By Sharon A. Aronovitch, PhD, RN, CWOCN
Before you begin to write your next scholarly paper, you may want to think about the four different types of writing one can do:
- Expository (informing the reader about a specific topic)
- Descriptive (describing a subject or person using sensory details)
- Persuasive (convincing the reader of your point of view)
- Narrative (telling a story)
The first step in writing a paper is to read your assignment instructions to determine what you need to accomplish. You should also look at the scoring rubric to learn the expectations you need to meet to receive an exemplary grade. Once you understand the expectations of your writing assignment you will need to research the topic.
A good place to start your research is in the Excelsior College Library. Information available on the library’s “Starting Your Research” page is an invaluable resource that can help keep you on track. You can also make use of Excelsior’s library research guides, because you never know when information from another discipline may support your topic.
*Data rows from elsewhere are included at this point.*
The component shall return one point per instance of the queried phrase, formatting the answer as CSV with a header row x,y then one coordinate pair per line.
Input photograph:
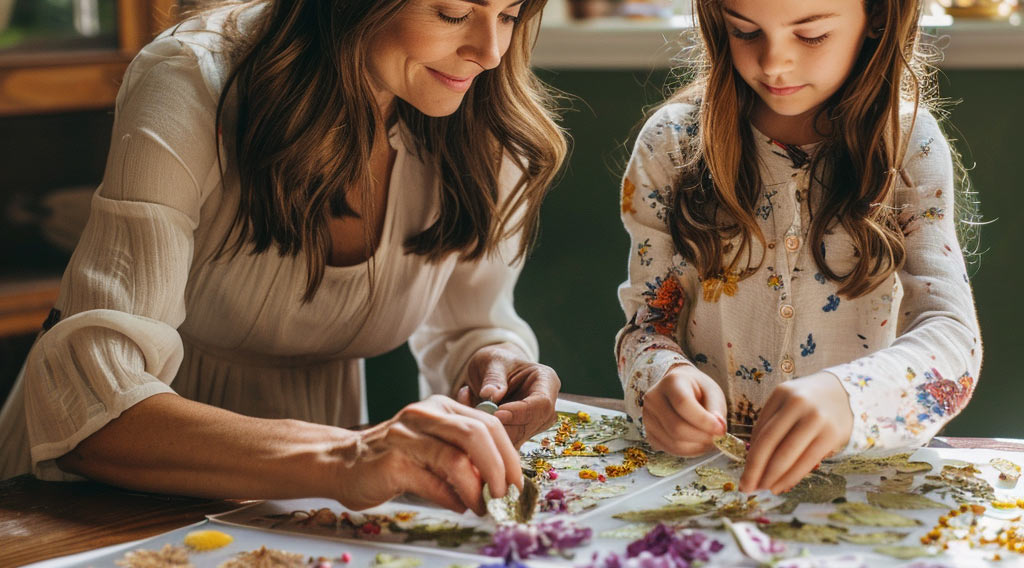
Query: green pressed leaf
x,y
884,537
732,446
660,464
665,514
866,515
383,560
804,532
862,466
906,553
818,487
526,504
902,500
714,478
It’s acceptable to use search engines, such as Google Scholar, RefSeek, and JURN, when writing a research paper. However, you need to remember that Wikipedia is not considered a scholarly source of information. As you find supporting evidence for your paper, rather than copying research material word for word, you should begin to paraphrase what you have learned.
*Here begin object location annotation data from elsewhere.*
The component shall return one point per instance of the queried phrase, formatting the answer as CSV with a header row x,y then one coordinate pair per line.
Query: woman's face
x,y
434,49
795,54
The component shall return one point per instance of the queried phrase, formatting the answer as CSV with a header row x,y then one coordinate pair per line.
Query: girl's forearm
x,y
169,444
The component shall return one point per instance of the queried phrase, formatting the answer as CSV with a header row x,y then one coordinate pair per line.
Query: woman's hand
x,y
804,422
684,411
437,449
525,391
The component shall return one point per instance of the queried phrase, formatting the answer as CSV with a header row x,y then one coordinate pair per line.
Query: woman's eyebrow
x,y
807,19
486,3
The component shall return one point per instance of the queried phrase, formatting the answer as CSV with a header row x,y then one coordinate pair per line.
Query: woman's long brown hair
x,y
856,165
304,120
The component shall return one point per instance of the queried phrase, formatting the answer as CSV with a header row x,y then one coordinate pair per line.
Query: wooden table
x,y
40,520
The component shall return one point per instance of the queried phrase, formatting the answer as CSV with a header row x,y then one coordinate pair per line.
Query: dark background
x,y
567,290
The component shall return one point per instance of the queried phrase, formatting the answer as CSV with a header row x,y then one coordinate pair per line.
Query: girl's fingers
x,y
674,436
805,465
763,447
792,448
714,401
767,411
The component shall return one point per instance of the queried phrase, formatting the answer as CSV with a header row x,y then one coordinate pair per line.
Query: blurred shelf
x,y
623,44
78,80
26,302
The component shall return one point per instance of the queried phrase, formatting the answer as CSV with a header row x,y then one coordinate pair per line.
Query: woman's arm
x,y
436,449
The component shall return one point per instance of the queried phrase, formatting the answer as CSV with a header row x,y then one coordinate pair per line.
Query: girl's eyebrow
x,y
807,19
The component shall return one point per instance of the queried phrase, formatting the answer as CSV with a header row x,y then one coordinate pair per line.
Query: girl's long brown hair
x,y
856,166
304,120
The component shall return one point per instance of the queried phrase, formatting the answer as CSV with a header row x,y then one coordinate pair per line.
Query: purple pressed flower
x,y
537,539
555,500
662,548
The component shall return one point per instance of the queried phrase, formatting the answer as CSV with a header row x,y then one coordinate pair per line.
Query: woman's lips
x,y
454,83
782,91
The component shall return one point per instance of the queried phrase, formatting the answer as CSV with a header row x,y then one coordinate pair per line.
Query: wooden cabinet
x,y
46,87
Writing a scholarly paper is a fairly easy process when you start with an outline for your topic. Remember the rubric for your written assignment? The rubric is actually your outline for the paper. Once you have developed your rubric-based outline, all that’s left for you to do is fill in the required information underneath each heading.
Dr. Kehm’s article Elements of a Well Written Paper points out several important components of a scholarly paper. These include the introduction, thesis, and conclusion. The body of the paper will be based on the outline you developed from either the assignment instructions or the scoring rubric.